Given the tool's complexity, does the description cover enough for an agent to succeed on first attempt?

Given the tool's moderate complexity (list operation with 3 parameters), no annotations, but presence of an output schema, the description provides basic purpose and API version context. However, it lacks parameter explanations, behavioral details, and sibling differentiation that would make it complete. The output schema existence reduces the need to describe return values, but other gaps remain significant.

Complex tools with many parameters or behaviors need more documentation. Simple tools need less. This dimension scales expectations accordingly.

Parameters2/5

Does the description clarify parameter syntax, constraints, interactions, or defaults beyond what the schema provides?

Schema description coverage is 0%, so the schema provides no parameter documentation. The description mentions no parameters at all, failing to explain what 'limit', 'offset', or 'uri_pattern' do or how they affect the listing. While 0 parameters would warrant a baseline of 4, this tool has 3 undocumented parameters that the description completely ignores.

Input schemas describe structure but not intent. Descriptions should explain non-obvious parameter relationships and valid value ranges.

Purpose4/5

Does the description clearly state what the tool does and how it differs from similar tools?

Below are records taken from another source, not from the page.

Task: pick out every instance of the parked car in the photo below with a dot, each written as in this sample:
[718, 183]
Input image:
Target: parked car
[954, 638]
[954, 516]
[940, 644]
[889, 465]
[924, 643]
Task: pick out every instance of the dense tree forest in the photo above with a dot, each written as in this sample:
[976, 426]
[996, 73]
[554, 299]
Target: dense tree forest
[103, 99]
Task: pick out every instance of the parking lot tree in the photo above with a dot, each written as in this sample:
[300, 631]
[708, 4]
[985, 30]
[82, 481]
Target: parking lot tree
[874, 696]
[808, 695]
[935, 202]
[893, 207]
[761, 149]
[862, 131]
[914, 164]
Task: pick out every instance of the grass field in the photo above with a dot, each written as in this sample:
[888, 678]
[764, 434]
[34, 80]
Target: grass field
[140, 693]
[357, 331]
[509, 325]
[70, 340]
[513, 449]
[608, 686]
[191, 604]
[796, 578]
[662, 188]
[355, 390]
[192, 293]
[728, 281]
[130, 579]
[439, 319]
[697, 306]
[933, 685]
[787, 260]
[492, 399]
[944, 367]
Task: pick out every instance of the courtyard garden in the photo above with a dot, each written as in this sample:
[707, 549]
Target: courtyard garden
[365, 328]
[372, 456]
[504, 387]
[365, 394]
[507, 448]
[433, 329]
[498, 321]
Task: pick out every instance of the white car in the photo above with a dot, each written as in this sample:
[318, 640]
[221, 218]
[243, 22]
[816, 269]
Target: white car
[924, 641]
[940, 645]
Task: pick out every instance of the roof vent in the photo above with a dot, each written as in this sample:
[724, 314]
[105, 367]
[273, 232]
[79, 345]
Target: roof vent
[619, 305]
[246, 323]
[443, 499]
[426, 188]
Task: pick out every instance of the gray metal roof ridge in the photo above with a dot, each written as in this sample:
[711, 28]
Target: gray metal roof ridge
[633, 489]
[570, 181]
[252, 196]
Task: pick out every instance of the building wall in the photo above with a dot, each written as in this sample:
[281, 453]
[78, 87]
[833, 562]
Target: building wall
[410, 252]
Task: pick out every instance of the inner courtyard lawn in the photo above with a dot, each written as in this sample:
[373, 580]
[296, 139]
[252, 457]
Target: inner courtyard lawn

The description clearly states the verb ('Lists') and resource ('all datasets in the Airflow system'), providing specific functionality. It distinguishes from siblings by specifying 'v1 API only - v2 uses Assets', which helps differentiate from potential v2 dataset tools. However, it doesn't explicitly contrast with other dataset-related siblings like 'get_dataset' or 'list_dataset_events'.

Agents choose between tools based on descriptions. A clear purpose with a specific verb and resource helps agents select the right tool.

Usage Guidelines3/5

Does the description explain when to use this tool, when not to, or what alternatives exist?

The description implies usage context through 'v1 API only - v2 uses Assets', suggesting this tool is for v1 systems. However, it doesn't provide explicit guidance on when to use this vs. alternatives like 'get_dataset' (for single dataset) or 'list_dataset_events', nor does it mention prerequisites or exclusions beyond the API version note.

Agents often have multiple tools that could apply. Explicit usage guidance like "use X instead of Y when Z" prevents misuse.